Gelombang inovasi agrikultur tengah menyapu Kayu Aro Barat, Kerinci, Jambi, dengan Bibit Anak Ayam Kampung Unggul Balitbangtan (KUB) menjadi sorotan utama. Ayam KUB, hasil riset persilangan ayam kampung oleh Balitbangtan, kini menarik minat peternak lokal. Sederet keunggulan menjanjikan peningkatan produktivitas dan keuntungan. Potensi ini menjadikan ayam KUB bukan sekadar tren, melainkan investasi strategis bagi masa depan peternakan di wilayah ini.
Keunggulan KUB terletak pada performanya yang jauh melampaui ayam kampung biasa. Ayam KUB mampu mencapai bobot 1 kg hanya dalam 10 minggu, lebih cepat dari ayam kampung biasa yang butuh 12 minggu. Produktivitas telurnya pun fantastis, mencapai 180 butir per tahun, jauh di atas 50-100 butir telur ayam kampung biasa. Fakta ini sangat relevan bagi peternak di Kayu Aro Barat yang mengincar hasil panen lebih cepat dan pendapatan stabil.

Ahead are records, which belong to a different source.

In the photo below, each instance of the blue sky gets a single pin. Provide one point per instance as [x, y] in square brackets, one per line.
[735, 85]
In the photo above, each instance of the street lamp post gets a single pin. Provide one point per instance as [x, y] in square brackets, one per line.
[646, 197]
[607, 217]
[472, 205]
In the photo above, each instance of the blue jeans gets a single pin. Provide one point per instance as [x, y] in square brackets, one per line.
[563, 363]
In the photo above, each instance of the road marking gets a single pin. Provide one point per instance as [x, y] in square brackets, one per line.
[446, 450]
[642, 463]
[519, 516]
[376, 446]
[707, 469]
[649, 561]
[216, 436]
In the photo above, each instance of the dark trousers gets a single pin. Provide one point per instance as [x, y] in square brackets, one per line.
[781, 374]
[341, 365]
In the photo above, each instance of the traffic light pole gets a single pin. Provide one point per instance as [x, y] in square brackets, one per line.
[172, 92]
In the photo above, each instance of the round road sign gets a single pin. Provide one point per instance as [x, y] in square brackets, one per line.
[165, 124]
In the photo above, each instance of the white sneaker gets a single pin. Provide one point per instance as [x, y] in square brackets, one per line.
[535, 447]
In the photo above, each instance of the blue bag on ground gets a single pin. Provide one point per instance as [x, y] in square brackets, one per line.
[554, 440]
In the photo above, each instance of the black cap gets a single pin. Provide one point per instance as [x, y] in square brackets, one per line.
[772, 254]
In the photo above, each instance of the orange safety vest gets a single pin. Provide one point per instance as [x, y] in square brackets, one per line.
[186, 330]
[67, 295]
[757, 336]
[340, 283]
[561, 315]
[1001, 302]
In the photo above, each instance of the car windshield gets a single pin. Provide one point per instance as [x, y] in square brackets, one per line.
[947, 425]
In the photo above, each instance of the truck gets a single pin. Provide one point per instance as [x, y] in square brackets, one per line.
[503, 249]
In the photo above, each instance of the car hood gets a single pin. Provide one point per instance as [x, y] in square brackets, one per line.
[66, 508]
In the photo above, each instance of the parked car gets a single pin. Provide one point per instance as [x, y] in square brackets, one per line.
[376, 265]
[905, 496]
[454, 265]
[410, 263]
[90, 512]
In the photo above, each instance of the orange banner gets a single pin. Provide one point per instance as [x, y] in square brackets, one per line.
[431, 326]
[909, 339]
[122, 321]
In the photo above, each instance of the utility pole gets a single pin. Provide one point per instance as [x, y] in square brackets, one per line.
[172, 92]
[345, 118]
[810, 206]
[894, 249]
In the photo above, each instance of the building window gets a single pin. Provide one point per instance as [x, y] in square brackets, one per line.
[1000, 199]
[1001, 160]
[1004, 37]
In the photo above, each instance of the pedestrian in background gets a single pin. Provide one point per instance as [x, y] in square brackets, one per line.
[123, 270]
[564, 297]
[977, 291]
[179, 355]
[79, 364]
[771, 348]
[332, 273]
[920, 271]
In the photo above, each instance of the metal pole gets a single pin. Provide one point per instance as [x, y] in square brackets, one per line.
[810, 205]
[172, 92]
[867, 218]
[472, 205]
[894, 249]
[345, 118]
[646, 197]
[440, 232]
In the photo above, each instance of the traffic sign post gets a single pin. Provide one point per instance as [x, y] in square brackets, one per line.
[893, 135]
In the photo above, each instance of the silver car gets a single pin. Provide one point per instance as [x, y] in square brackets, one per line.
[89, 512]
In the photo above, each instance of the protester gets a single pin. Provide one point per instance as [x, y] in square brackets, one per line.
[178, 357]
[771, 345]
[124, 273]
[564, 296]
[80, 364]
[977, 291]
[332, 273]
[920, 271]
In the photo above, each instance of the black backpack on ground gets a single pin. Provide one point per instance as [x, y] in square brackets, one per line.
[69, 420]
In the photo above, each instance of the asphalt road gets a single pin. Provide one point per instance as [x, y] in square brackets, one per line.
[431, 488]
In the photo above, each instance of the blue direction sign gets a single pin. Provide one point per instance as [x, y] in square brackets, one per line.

Tak hanya cepat panen dan produktif telur, KUB juga unggul dalam efisiensi pakan dan ketahanan penyakit. Konversi pakan hanya 3,8 kg untuk 1 kg telur, peternak dapat menghemat biaya operasional signifikan. Daya tahan genetik kuat terhadap berbagai penyakit, termasuk flu burung, serta tingkat kematian anak ayam di bawah 5%, meminimalkan risiko kerugian. Faktor-faktor ini krusial bagi keberlanjutan usaha peternakan di Jambi.
Dengan segala keunggulan yang ditawarkan—pertumbuhan cepat, produksi telur tinggi, efisiensi pakan, hingga daya tahan penyakit—ayam KUB jelas menjadi pilihan strategis bagi peternak di Kayu Aro Barat. Memilih bibit ayam KUB berarti berinvestasi pada kualitas daging gurih dan produktivitas telur tinggi, mendukung kebutuhan kuliner lokal sekaligus memperkuat ekonomi desa. Pertimbangkan KUB sebagai solusi cerdas mengembangkan usaha peternakan ayam kampung Anda.